As part of an organisation committed to serving local communities, YMCA England felt it was essential to communicate our views with local councillors and chief executives at last month's Local Government Association (LGA) conference.
I was surprised, however, at the small number of other charities present.
Aside from the capacity for meeting potential partners, the LGA conference provided an opportunity to run our youth participation project Access All Areas. This is a project where young people from YMCAs make their views known to council officers and decision-makers.
While it remains unfortunately unusual for young people to be involved in these conferences, it was particularly the case at the LGA, where stands were dominated by commercial groups hawking everything from cutting-edge databases to the latest in public toilet technology.

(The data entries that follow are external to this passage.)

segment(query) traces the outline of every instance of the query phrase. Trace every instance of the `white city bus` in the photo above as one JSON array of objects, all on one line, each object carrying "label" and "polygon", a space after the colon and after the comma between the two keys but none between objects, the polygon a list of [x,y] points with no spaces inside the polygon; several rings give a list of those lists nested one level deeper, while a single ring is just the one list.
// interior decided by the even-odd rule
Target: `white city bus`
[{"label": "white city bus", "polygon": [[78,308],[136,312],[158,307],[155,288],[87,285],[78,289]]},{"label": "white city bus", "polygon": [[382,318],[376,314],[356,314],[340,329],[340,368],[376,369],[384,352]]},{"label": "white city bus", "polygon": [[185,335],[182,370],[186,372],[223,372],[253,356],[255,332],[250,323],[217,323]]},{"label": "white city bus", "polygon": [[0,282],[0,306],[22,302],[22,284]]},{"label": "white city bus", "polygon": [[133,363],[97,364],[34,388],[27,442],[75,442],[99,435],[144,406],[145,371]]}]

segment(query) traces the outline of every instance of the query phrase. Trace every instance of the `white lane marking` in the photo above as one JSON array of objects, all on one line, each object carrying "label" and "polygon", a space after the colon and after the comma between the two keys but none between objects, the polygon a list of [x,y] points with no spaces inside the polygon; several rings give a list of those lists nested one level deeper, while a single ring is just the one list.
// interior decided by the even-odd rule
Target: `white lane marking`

Given the increasing emphasis and focus on partnerships, consultation and access by local authorities, we thought it was essential that we should be involved. Local authorities implement many government policies and initiatives that have real implications for YMCAs and other voluntary groups. They are the key people we work with on programmes such as Supporting People, Connexions and the Children's Fund.
The people we spoke to repeatedly stressed their desire to work in partnership with voluntary agencies, and many spoke of the benefits of existing links. However, I would suggest that we could do more to make this happen. We need to actively engage local government, rather than rely on it prioritising resources for a relationship, that while increasingly important, is still developing.
The people I spoke to were very receptive that the YMCA had come to the LGA. They were enthusiastic about our AAA programme and they want to find out more about the YMCA's work. When asked, some councillors expressed surprise about the limited presence of voluntary agencies at the event. I believe that with the increasing emphasis on partnership, we need to be more proactive in engaging with not only central government, but also its local counterparts.